Trying to live a life my daughter will be proud of. Building real things and sharing the lessons along the way.

I’m driven by curiosity. I like getting to the atomic level of an idea, then finding a practical way to test it in the real world. I’m always looking for leverage. Sometimes that turns into a company. Sometimes it’s just a better question.

A lot of my work is connecting dots. I’m not the loudest in the room. I’m usually the one pulling together the builders, operators, and problem-solvers who should be in the same conversation.

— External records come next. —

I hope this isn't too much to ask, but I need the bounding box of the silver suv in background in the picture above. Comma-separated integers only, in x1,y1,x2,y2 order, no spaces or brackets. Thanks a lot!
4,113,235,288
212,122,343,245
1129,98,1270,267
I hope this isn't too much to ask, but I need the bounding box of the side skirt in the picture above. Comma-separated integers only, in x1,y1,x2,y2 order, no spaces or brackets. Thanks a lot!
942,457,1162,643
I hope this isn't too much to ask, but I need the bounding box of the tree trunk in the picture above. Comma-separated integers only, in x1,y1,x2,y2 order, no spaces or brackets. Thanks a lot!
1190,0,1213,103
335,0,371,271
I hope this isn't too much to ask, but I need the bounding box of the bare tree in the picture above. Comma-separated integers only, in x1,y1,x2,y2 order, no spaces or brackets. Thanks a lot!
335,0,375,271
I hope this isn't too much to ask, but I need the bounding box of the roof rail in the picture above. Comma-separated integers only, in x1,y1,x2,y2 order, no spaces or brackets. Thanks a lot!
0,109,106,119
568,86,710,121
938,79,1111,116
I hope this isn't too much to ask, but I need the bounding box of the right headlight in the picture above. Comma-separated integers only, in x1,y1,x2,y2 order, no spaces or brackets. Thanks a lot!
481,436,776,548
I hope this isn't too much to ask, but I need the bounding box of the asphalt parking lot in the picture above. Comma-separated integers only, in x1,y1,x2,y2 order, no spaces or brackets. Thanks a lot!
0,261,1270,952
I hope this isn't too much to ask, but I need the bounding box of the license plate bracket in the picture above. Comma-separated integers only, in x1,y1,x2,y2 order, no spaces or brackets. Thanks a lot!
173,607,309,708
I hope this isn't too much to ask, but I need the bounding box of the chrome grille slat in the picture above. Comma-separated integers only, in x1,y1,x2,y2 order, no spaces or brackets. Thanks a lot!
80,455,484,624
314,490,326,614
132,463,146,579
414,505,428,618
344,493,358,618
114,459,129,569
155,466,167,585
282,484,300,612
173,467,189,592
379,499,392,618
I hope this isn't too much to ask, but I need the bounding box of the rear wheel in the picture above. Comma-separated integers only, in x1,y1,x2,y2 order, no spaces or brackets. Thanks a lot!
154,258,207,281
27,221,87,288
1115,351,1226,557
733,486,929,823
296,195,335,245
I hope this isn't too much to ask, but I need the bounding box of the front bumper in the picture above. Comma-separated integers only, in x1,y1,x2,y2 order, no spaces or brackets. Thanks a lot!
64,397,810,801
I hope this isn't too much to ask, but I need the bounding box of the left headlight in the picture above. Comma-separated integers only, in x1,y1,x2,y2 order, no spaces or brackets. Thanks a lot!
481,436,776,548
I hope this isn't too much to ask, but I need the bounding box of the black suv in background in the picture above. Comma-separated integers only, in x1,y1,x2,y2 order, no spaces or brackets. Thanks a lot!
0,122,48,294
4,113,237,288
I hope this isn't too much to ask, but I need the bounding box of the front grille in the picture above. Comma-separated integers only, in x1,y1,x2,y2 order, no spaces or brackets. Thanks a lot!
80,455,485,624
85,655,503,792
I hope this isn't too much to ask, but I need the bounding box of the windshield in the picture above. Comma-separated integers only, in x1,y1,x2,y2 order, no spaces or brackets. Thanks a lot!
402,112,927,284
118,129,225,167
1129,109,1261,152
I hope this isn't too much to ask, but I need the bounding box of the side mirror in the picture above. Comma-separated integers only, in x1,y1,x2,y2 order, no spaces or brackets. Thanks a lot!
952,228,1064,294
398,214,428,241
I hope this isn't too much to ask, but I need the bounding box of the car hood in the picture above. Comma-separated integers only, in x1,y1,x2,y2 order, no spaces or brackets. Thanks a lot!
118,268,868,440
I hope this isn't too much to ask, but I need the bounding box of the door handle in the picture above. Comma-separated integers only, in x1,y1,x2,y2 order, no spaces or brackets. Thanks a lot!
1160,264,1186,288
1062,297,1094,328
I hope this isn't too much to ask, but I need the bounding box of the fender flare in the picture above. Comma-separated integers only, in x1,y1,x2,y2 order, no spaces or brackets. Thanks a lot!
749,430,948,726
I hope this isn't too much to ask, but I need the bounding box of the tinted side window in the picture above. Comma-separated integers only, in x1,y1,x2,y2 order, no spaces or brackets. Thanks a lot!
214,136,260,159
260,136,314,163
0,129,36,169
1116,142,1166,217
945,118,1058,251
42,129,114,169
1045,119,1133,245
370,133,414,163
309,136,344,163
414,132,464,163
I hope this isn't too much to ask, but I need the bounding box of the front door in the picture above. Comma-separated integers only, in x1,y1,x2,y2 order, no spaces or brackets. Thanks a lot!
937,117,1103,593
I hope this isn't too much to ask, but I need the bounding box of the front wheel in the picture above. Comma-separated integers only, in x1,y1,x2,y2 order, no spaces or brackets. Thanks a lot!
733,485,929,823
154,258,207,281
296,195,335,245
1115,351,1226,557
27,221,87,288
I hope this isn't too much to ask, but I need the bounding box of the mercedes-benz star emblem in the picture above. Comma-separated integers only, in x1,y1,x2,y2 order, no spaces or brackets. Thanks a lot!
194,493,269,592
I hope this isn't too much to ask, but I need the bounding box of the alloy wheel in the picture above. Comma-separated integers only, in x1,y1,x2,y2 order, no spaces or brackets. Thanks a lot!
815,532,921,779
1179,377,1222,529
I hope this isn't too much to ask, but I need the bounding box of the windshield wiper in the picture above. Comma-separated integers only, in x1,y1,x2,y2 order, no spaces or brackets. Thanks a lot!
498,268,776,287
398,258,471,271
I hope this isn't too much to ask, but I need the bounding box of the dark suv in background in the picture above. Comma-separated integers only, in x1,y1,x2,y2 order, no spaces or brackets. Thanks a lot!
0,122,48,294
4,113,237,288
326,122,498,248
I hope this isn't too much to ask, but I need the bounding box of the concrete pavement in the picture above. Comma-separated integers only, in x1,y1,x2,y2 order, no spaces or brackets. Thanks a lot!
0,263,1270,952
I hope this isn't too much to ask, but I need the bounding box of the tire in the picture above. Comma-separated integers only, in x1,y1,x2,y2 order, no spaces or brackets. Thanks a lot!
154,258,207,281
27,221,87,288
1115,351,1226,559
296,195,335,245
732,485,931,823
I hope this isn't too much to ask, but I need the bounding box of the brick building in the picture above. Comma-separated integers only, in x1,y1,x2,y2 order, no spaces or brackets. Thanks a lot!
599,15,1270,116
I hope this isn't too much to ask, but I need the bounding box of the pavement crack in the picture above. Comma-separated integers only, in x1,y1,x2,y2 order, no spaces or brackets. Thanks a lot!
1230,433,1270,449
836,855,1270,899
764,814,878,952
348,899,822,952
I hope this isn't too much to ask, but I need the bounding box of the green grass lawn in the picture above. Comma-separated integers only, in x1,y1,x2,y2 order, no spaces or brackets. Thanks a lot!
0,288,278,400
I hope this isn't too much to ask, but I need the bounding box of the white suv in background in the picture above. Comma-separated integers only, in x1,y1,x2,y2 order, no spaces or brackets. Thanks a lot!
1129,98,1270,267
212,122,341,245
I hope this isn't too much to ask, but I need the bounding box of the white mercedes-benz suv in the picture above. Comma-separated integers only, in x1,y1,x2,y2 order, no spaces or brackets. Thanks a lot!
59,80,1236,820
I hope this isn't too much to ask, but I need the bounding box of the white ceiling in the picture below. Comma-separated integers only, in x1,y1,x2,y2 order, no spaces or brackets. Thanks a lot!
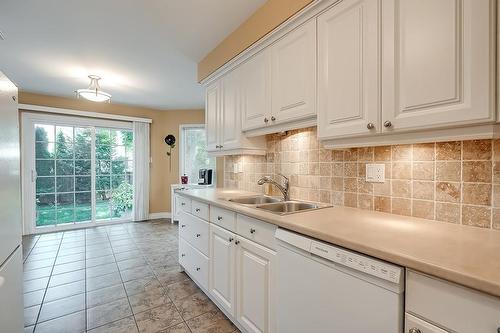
0,0,265,109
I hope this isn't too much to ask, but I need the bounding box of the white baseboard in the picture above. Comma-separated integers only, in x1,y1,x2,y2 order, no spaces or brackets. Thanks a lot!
149,212,172,220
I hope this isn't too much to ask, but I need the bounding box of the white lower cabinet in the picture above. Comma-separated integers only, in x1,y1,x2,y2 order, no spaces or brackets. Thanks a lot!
236,237,276,333
208,224,236,316
208,215,276,333
179,201,276,333
179,238,209,290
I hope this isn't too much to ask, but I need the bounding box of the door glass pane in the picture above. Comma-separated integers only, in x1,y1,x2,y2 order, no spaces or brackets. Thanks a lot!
96,128,134,220
34,124,134,227
35,124,92,226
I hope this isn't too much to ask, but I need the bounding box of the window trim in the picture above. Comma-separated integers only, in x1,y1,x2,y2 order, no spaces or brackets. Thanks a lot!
178,124,217,186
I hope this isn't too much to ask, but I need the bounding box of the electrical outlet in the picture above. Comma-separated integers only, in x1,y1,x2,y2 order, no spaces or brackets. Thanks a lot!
234,162,243,173
366,164,385,183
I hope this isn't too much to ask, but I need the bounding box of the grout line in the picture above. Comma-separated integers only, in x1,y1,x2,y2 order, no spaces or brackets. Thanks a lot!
33,232,64,331
105,223,142,332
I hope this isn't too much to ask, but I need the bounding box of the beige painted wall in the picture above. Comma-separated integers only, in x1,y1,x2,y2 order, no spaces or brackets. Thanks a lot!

I built my first e-bike after a back injury from Iraq made normal biking hard. That project became Propel. Running Propel was a decade-long education in the parts people don’t see: factories, safety, shipping, parts, warranties, service, and the handoffs that break when you scale.

Over time, the bike story turned into a bigger obsession. We’ve gotten used to designing here and building far away. During COVID, when supply chains snapped, it got impossible to ignore how exposed that makes us.

I’ve seen what disruption costs, and I’m motivated by a simple idea: a better future is something you build. If we want real innovation, we have to be able to build for ourselves, learn fast, and iterate close to home.

That’s why I co-founded Bloom. We’re helping build the future closer to home by making it easier for hardware teams to connect the dots between manufacturing, logistics, and service. It’s the messy middle between an idea and a product in the world.

I started making videos through Propel to share what I was learning in real time and to document what was happening around this shift. Later I started a new channel, Future in the Making, focused on our future and how we actually build it. It just started, but I'm excited where it's headed.